Food waste is regarded as a key problem in rich countries. Bangladesh also added its name into the category now.
Every year 10.62 million tonnes of food are wasted by households in Bangladesh, according to the report.
On the other hand, the amount of food wasted by a person in a home per year is 61kg in New Zealand, 50kg in the Netherlands, 50kg in Belgium, and 39kg in Austria.
The UN study included the most comprehensive food waste data collection, analysis and modelling ever done, and offered a methodology for countries to accurately measure loss.
Meanwhile, it was produced jointly by the United Nations Environment Programme (UNEP) and WRAP, a UK-based non-government organisation.
The UN report estimates 17 per cent of the food produced globally each year is wasted. That amounts to 931 million tonnes (1.03 billion tonnes) of food were wasted in 2019 in homes, institutions, retail outlets and restaurants worldwide.
In fact, homes are responsible for most of the food waste as 61 per cent of total food waste was generated from households, while 26 per cent was from food services and 13 per cent from retails.
The food discarded per capita in homes was 74kg on average across the world, where households in lower middle-income countries wasted 91kg, upper middle-income countries wasted 76kg and high-income countries wasted 79kg per person each year.
But the study mentioned that household per capita food waste generation is found to be broadly similar across country income groups, suggesting that action on food waste is equally relevant in high, upper-middle and lower-middle income countries.
Roe of Ohio State noted that food sometimes is wasted in poor countries without reliable home refrigeration.
In richer countries, people might eat out more, meaning food waste is simply shifted from the home to restaurants.
Roe said cultural norms and policies also could contribute to waste at home – such as massive packaging, ‘buy one, get one free’ deals, or lack of composting programmes.
In the meantime, among the South Asian households, the Indian waste 50kg of food per person per year, which is the least among South Asian countries, followed by Bangladesh.
In the Maldives, 71kg of food is wasted per person each year at the household level.
Afghan households waste 82kg of food per person per year, which is the highest in the region followed by 79kg in Nepal and Bhutan, 76kg in Sri Lanka, and 74kg in Pakistan.

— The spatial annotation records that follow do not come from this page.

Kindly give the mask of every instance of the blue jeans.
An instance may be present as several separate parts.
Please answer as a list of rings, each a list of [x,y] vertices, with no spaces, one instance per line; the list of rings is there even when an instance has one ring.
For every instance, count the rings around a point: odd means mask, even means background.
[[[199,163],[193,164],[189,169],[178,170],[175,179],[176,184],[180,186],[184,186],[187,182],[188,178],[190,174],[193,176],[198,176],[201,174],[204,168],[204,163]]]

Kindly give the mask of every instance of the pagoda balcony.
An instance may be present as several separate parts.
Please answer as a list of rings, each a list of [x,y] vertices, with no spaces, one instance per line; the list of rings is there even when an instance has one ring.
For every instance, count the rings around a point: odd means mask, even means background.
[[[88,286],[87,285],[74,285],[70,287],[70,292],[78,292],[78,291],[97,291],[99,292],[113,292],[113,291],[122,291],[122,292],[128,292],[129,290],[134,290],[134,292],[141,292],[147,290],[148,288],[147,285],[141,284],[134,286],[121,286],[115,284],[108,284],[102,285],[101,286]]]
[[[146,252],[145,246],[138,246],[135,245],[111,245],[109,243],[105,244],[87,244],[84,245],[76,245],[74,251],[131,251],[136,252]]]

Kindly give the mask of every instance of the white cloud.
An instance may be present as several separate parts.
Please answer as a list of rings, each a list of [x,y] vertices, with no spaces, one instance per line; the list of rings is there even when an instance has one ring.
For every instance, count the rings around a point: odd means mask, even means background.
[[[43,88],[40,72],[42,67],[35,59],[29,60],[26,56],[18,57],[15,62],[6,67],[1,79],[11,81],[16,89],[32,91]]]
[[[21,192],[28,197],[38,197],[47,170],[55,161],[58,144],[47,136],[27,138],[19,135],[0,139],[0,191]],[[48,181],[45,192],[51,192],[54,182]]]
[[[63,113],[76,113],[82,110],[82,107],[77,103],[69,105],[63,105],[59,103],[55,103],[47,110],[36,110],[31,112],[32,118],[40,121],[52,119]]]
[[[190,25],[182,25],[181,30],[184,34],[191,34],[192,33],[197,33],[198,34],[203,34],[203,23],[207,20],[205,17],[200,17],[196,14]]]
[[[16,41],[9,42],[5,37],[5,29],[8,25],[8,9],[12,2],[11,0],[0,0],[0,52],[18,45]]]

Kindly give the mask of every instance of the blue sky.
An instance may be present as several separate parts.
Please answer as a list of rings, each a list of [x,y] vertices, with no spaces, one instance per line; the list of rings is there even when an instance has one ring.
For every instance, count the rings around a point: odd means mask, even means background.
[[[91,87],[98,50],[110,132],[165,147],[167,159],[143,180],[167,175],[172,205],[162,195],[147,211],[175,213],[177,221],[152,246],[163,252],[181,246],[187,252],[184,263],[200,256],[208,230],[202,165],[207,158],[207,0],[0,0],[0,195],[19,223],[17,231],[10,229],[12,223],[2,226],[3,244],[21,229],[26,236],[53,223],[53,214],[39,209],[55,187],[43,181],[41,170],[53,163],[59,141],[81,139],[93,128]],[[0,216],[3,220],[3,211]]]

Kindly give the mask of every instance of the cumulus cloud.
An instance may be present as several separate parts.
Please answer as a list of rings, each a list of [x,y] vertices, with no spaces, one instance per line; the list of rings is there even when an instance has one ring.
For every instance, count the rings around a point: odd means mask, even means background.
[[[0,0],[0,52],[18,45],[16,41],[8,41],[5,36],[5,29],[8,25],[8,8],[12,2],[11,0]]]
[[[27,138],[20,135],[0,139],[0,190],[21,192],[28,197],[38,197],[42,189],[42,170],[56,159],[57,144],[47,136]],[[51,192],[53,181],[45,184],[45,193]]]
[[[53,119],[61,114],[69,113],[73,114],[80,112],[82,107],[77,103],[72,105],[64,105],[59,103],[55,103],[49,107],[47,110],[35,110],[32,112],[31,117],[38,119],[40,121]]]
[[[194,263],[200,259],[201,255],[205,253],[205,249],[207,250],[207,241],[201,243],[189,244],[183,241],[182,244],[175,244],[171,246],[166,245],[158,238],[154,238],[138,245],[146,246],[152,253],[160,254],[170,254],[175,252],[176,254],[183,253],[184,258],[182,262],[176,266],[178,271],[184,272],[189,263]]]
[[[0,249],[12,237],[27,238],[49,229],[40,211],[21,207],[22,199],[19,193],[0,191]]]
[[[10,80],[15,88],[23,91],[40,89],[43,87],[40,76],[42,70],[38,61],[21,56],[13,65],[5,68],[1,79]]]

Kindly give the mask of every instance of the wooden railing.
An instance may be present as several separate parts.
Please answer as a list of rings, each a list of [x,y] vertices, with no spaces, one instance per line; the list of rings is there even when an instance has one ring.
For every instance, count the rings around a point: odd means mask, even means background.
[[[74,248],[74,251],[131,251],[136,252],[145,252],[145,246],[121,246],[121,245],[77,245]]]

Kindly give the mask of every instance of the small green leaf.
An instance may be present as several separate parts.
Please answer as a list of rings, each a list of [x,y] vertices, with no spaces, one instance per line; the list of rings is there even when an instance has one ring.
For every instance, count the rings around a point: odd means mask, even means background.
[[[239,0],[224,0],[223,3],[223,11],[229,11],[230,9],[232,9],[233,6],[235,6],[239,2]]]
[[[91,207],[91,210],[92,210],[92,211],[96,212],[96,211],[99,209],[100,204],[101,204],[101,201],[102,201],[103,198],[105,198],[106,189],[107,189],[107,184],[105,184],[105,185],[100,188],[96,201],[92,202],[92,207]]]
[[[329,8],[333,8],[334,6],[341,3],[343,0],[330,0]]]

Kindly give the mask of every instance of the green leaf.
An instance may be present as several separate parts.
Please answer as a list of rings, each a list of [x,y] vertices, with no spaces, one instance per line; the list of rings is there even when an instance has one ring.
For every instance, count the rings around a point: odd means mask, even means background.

It is a matter of concern that when food is wasted, all the resources associated with its production – water, land, energy, labour and capital; are also wasted, along with the disposal of waste in landfills causes greenhouse gas emissions.
Inger Andersen, executive director of the UN Environment Programme (UNEP) said, “If we want to get serious about tackling climate change, nature and biodiversity loss, and pollution and waste, businesses, governments and citizens around the world have to do their part to reduce food waste.”
“Reducing food waste would cut greenhouse gas emissions, slow the destruction of nature through land conversion and pollution, enhance the availability of food and thus reduce hunger and save money at a time of global recession,” added Andersen.
Experts say improved waste tracking is key to finding ways to ease the problem, such as programmes to divert inedible scraps to use as animal feed or fertiliser.
The Food Waste Index considers total food waste, meaning both the edible and inedible share of food items.
The UNEP will inaugurate regional working groups to aid countries’ capacities to measure and record food waste in time for the next round of SDG 12.3 reporting in late 2022. It will also support these countries as they develop national baselines to track progress towards the 2030 goal, and design strategies to prevent food waste.
Dr Md Saidur Rahman, professor at the Department of Agriculture Economics of Bangladesh Agriculture University, Mymensingh, said food wastage is basically happening because of a lack of awareness among people irrespective of rich and poor.
Food-laden trucks should get priority on roads. A lesson should be incorporated into textbooks to raise awareness about food wastage right from childhood, he added.